Bursa Arena E'Gazete
2023-07-17 00:08:19

Garip..

HİKMET ÖCAL

17 Temmuz 2023, 00:08

Bunaltıcı bir hava vardı. Akşamüstüne doğru sağlam bir sağanak yağdı ama serinliğin hükmü pek fazla sürmedi. Çevresi tamamen birbirinden güzel ağaçlarla çevrili çay bahçesinde hemen hemen bütün masalar doluydu. Yalnızca en uzak masada oturan orta yaşlı kadının az ötesindeki iki masa boştu. Kırmızı tişörtlü garsonlar güler yüzleri eşliğinde çay servislerini yapıyorlardı.

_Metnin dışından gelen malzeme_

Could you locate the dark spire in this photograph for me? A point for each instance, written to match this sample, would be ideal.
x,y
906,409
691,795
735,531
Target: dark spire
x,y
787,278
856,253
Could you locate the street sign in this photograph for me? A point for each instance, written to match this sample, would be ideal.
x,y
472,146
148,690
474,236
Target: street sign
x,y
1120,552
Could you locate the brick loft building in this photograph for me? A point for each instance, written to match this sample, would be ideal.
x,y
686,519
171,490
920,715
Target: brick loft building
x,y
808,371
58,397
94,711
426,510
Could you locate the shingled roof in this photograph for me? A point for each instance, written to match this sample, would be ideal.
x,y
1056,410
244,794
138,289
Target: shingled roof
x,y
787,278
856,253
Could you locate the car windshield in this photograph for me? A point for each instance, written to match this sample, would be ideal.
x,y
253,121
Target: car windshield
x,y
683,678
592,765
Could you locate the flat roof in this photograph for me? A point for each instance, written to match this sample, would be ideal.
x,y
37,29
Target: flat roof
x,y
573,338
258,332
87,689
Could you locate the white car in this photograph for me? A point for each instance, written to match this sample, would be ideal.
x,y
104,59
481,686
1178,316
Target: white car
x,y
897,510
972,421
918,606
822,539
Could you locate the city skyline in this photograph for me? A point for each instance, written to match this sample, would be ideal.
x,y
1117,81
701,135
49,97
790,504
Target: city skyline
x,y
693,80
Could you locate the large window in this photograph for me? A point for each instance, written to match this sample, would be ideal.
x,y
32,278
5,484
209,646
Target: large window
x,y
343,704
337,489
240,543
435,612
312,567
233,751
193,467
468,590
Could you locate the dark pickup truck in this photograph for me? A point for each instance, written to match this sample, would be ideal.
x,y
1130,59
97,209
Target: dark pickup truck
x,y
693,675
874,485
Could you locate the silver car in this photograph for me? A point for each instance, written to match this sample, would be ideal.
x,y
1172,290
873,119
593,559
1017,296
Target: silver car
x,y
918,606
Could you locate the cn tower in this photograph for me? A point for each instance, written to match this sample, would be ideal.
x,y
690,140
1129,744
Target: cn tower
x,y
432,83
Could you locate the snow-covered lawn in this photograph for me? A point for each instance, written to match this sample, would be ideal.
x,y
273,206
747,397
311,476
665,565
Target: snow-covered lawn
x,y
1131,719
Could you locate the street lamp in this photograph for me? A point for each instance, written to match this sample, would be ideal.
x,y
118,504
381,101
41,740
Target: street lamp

Tek başına oturan kadın üzgün gözüküyor, etrafındaki aileleri imrenerek seyrederken, arada bir dermansız yüzünde belli belirsiz bir tebessüm oluşuyordu. Turuncu, geniş çantasını zoraki açtı. Bir paket ıslak mendil, ardından da bir sigara paketi çıkardı. Şıpır şıpır terleyen alnını çabuk çabuk sildi. Bir sigara yaktı. Çok derinden bir nefes çekti. O esnada gelen garsona bir çay söyledi. Garson gittikten sonra çantasından bu kez eski ve bir o kadar da yıpranmış bir cüzdan çıkardı. Cüzdanın içinden de ucu hafifçe kıvrılmış on yaşlarında bir kız çocuğunun resmini aldı eline.. Kızı olmalıydı. Sigarasından bir nefes daha çekti. Bu çekiş sanki okyanuslar kadar derin bir çekişti. Göz pınarlarında birer damla yaş belirdi. Islak mendille yaşları sildi. Yüzü seğirdi. Dudakları titredi. O an kendinde değildi. Öyle ki, başında duran ve kendisini şaşkın bakışlarla izleyen uzun yüzlü garsonu fark etmedi bile. Garsonun şaşkın bakışları kısa bir süre sonra yerini acımaya bıraktı. Garson başını iki yana sallayarak, “kim bilir ne derdi var” diye düşünerek ağır adımlarla üç masa ötedeki boş bardakları almak için yöneldi..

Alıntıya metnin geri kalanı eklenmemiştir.